The question in Spanish, "¿DEFACIMENTO?" hints therefore at many things: who defaced what? The young man who tagged a wall, or the policemen who brutally beat him? The final defacement occurred with the vandalisation of justice and the acquittal of the police officers involved.
Originally painted on the wall of Keith Haring's studio within a week of Stewart's death and inspired by a protest poster created by David Wojnarowicz, the painting features a basic faceless figure representing Stewart. Basquiat wanted to hightlight in this way that anybody may have been in his place (the painting could be sadly used today to illustrate what happened to George Floyd). As Basquiat indeed stated, "It could have been me".
There were actually similarities between the two young men: both were artists; they had some friends in common and also had a similar hairstyle as they both wore dreadlocks.

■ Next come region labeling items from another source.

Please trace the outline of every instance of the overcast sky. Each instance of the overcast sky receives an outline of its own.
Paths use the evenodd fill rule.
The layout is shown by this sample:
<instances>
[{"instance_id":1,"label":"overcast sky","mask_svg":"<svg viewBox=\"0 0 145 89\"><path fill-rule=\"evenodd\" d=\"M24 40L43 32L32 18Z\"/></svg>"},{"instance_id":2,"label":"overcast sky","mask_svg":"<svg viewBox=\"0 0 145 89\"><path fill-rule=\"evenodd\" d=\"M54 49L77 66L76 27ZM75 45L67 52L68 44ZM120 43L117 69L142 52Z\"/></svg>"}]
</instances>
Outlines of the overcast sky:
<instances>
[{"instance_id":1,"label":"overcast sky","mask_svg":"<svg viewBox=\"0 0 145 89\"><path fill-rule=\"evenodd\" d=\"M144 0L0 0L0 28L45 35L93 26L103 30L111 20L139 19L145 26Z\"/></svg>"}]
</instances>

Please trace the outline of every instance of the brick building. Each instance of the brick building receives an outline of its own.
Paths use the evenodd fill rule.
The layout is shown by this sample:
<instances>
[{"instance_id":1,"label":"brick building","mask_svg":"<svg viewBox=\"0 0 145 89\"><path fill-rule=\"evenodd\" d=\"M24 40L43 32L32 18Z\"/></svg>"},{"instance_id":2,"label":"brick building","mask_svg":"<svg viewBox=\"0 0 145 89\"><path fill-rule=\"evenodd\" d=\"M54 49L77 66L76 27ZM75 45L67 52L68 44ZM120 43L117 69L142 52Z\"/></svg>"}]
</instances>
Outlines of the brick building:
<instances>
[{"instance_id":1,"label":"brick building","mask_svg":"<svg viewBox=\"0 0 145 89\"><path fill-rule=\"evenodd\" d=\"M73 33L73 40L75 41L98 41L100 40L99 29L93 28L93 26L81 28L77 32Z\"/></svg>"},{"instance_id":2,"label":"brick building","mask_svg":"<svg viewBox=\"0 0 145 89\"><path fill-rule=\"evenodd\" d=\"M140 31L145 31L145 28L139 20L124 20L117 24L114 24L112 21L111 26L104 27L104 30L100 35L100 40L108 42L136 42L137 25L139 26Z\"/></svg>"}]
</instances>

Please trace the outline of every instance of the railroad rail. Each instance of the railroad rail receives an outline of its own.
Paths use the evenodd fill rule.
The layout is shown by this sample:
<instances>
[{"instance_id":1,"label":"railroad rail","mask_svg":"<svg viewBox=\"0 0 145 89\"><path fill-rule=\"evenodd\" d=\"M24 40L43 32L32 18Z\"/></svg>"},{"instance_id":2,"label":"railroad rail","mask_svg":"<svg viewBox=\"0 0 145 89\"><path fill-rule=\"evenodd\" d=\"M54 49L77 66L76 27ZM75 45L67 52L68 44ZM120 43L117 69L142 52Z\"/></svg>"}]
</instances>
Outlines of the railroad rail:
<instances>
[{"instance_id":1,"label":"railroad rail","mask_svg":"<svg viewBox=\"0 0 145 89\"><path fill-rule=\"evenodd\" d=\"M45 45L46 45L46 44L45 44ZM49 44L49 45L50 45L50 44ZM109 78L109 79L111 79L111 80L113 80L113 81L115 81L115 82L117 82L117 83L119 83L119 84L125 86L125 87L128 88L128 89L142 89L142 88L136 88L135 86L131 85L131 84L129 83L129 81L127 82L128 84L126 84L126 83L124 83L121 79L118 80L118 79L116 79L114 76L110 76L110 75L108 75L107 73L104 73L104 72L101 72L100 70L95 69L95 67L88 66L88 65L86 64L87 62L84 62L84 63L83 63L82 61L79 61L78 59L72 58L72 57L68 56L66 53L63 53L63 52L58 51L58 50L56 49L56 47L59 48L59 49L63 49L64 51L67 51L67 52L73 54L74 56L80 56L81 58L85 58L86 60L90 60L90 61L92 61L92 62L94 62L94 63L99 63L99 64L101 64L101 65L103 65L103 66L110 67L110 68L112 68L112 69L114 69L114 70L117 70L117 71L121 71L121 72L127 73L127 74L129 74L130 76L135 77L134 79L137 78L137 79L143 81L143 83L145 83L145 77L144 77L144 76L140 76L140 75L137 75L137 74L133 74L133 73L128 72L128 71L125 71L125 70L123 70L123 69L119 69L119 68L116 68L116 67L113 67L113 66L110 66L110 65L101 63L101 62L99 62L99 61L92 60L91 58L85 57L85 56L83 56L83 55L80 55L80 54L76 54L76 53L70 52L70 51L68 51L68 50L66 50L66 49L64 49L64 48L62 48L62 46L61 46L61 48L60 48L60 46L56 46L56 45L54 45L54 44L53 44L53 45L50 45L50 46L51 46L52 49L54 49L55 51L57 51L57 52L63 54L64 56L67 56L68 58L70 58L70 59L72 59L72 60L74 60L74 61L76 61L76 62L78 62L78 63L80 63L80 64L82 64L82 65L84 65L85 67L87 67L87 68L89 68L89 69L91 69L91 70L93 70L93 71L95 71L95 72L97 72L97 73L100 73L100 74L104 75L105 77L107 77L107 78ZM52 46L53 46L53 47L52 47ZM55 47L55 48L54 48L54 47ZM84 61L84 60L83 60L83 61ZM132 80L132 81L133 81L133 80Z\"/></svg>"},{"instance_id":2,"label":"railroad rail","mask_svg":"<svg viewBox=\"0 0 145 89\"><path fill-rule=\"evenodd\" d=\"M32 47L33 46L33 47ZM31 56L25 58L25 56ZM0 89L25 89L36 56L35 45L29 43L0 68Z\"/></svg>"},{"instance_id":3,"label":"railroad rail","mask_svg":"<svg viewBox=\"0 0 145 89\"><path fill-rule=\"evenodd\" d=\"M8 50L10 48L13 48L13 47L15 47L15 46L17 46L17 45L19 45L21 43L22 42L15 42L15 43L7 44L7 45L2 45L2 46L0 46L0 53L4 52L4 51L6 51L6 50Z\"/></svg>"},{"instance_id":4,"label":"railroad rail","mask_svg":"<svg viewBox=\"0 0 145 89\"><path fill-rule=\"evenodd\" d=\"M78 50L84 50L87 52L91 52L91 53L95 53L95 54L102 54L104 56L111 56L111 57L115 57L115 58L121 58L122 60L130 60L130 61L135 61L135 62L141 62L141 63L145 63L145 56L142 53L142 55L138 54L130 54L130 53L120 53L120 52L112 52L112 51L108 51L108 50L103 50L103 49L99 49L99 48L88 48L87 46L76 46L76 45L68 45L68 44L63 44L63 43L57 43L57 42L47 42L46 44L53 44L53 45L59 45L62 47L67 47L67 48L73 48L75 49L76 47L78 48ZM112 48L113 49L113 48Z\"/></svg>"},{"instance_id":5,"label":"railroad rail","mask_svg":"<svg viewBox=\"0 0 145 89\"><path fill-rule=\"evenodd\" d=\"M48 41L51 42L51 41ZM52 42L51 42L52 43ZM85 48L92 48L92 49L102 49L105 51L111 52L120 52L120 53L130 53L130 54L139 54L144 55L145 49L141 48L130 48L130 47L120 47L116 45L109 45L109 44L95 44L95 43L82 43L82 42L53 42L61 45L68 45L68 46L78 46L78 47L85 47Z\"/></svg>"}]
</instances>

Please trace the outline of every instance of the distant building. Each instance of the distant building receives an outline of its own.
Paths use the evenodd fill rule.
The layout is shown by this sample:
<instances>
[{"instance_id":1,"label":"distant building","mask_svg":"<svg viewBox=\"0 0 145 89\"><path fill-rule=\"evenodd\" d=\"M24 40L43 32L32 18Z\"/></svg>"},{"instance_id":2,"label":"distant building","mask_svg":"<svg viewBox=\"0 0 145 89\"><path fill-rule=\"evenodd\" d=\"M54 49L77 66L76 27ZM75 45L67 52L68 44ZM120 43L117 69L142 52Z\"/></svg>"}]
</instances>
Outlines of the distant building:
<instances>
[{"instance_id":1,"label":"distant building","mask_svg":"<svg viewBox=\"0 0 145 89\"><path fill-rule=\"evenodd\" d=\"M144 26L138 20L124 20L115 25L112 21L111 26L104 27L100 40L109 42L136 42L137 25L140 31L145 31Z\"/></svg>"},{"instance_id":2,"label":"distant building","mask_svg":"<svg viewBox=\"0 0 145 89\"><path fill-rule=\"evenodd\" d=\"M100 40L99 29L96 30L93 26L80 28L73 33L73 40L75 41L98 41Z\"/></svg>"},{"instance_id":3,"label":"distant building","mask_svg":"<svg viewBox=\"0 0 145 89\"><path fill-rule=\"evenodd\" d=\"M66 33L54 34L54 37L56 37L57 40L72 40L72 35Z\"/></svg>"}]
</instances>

The painting represented a pivotal moment for Basquiat's art that, from then on, focused more on black identity and police brutality, while the artist tried to find a visual language of empowerment.
Police became the subject of two further works by Basquiat, "La Hara" and "Irony of a Negro Policeman", that ended up forming almost a trilogy with "Defacement".
Other artists commented on Stewart's death throughout the years, among them Andy Warhol with his screenprinted 1983 painting integrating a New York Daily News article about the young artist's death; George Condo with his "Portrait of Michael Stewart" (1983), Keith Haring with "Michael Stewart - USA for Africa" (1985), David Hammons with his stenciled print "The Man Nobody Killed" (1986) and Lyle Ashton Harris' photographic self-portrait "Saint Michael Stewart" (1994).
It is sad to see that these works are relevant again, almost proving that, throughout the decades, nothing has changed and black people are still the victims of police brutality. But we could maybe look at these works also as tangible proof of a how artists react to particular moments in history, and link these works to the many graffiti that we have seen appearing on walls all over the world in memory of George Floyd. Art after all is a reflection of society and can spark debates about many contemporary issues, from politics to financial and social matters, while providing us with the energy and the vision to bring real and positive changes.